Pożar Notre Dame to dla jednych „kara za laicyzację” i „oczywisty akt satanistyczny”, dla innych wydarzenie bez większego znaczenia, bo to przecież „tylko kamienie”, a najważniejsze są katedry, jakie budujemy w sobie. Nie kupuję żadnego z tych wyjaśnień na kilometr pachnących chęcią zabłyśnięcia bystrą tezą.

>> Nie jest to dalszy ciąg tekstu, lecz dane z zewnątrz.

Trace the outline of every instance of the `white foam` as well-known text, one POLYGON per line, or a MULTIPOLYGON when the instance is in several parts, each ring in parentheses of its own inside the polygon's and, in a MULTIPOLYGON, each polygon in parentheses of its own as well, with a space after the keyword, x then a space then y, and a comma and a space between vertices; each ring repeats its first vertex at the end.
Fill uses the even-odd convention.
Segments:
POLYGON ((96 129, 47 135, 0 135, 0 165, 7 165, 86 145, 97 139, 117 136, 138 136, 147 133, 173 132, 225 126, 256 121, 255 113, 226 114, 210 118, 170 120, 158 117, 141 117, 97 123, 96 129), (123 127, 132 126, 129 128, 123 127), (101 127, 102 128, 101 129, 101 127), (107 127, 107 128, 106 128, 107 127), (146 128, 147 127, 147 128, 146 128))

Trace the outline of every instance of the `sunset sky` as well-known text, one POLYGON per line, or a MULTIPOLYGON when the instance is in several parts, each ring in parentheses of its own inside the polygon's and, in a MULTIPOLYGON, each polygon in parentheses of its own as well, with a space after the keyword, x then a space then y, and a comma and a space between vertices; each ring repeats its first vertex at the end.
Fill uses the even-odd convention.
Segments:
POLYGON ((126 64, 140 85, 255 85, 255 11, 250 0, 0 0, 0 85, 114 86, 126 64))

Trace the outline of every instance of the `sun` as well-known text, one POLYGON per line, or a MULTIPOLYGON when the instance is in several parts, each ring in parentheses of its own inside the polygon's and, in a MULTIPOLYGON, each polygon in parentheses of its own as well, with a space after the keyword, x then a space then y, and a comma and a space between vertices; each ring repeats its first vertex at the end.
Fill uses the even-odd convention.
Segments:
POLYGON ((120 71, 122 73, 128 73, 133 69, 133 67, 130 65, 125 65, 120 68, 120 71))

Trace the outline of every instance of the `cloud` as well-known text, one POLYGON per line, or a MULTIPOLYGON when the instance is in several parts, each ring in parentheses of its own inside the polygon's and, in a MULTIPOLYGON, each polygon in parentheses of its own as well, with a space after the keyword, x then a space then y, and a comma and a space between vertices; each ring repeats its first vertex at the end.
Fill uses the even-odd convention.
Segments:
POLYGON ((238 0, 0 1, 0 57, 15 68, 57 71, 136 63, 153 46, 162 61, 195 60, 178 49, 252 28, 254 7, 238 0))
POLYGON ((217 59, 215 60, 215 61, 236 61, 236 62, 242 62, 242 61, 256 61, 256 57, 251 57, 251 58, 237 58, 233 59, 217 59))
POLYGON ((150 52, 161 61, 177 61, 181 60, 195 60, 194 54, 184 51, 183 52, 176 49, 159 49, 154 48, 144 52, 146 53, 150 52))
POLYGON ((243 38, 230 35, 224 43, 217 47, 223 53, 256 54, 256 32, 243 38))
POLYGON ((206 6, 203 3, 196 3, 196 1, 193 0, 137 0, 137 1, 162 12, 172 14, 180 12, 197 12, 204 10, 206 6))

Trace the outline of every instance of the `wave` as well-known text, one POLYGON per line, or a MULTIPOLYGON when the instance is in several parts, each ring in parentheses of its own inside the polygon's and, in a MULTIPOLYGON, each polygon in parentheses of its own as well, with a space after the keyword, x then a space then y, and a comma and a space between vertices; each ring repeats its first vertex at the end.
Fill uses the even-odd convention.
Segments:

No bo, na przykład, co to znaczy: kara za laicyzację? Samozwańczy rzecznicy Pana Boga, naprawdę uważacie, że Bóg spalił katedrę? I o jakiej laicyzacji jest właściwie mowa? Czyżby jej przejawem miała być spontaniczna reakcja francuskiej młodzieży, która tego dramatycznego wieczoru śpiewała na paryskich ulicach religijne pieśni? Czy dowodem duchowego wyjałowienia Francuzów miałby być zorganizowany następnego dnia modlitewny marsz ulicami Paryża? To się wydarzyło w „laickiej Francji”! To bezmyślne sformułowanie powtarza się u nas często, w dodatku z nieukrywaną satysfakcją, no bo przecież jakże bujna jest polska religijność i jakże jałowa ta francuska. Uderzmy się najpierw we własne piersi i zamiast klepać pseudo-mądrości o laickiej Francji pomyślmy o tym, jakie owoce – także w Polsce – zrodziło dziedzictwo Marty Robin czy wspólnoty z Taizé i jak żywe ogniska wiary płoną dziś w świecie dzięki „laickiej Francji”.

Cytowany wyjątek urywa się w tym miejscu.